The search for the law underlying all phenomena is a preeminent characteristic of modern thought. The spirit of inquiry has found no resting place in matter or material energy; so it pushes its quest into the realm of the divine. What are the laws of Life? How may spiritual law be utilized by the human being? The nature of prayer as a means of approaching Spirit has remained to many an unsolved mystery. Reason has found it impossible to reconcile the belief that prayer can change a man's destiny with the other belief that man lives under general laws that are unalterable. The instinct of prayer has, therefore, commonly expended itself in emotion, instead of intelligently utilizing spiritual law. Yet the law which underlies true prayer and determines its office in the spiritual economy of being, has its exposition in the teaching of the Bible for those who will understand.
Every man prays, whether he is willing to admit it or not. Every one, that is to say, is impelled by desire in the direction of that which he conceives to be ultimate power. Each human heart deifies within "the chambers of his imagery" what seems to it the essence of satisfaction; and as surely "as in water face answereth to face," so the individual reflects what he worships.
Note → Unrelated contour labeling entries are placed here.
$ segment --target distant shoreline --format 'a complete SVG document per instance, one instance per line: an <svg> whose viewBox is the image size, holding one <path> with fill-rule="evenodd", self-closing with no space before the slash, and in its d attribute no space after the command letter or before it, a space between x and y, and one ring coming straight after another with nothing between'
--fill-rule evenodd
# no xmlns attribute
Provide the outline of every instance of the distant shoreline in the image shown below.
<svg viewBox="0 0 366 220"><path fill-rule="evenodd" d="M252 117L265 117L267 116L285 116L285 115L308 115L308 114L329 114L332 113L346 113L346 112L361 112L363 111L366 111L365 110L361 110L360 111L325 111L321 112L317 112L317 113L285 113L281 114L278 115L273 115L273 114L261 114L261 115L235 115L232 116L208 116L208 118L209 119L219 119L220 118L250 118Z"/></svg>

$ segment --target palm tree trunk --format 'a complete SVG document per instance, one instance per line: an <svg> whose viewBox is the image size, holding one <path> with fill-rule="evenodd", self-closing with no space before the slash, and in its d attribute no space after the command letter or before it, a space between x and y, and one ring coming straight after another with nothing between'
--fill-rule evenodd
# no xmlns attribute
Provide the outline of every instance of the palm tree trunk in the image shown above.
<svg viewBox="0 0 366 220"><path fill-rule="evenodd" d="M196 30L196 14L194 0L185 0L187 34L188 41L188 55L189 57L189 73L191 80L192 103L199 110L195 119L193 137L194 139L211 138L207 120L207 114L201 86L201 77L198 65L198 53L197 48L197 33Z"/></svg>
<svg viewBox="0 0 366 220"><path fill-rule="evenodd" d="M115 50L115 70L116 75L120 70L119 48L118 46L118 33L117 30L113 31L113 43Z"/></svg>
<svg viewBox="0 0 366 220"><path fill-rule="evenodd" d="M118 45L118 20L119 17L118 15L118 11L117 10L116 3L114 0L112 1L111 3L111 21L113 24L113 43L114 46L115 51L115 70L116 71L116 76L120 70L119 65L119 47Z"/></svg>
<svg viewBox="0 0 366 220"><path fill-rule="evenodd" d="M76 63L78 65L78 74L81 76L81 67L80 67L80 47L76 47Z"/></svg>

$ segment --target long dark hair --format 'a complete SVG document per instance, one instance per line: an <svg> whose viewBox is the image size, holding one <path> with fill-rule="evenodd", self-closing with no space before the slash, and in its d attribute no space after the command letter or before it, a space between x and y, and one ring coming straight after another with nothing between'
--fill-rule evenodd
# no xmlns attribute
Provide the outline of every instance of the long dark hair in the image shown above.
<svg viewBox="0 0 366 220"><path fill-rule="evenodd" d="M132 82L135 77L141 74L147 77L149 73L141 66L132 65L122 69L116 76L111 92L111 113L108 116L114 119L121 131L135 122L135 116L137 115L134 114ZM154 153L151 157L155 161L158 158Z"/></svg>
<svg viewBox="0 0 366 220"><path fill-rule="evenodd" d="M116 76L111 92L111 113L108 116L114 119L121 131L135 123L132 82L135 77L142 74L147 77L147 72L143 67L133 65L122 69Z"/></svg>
The materialist declares that there is nothing but matter and its inherent forces. His unbelief in Spirit leads him with logical sensuous abandon to say, "Let us eat and drink; for to morrow we die." The idealist assumes that all is mind and that matter is therefore unreal, and he fashions his moral code to this basis. The religionist conceives of God as an omnipotent Being, who knows or permits a secondary evil power unlike Himself. He believes that both Spirit and matter are real, and he forthwith entangles himself in the absurdity of making an infinitely good God responsible for the unspeakable evils of the material world; or else he is compelled to admit that evil is a power in and of itself and coequal with God. His prayers are for the greater part unavailing because his faith is so encumbered with the belief that God's laws may be set aside in response to man's desire or according to the caprice of an interposing Providence.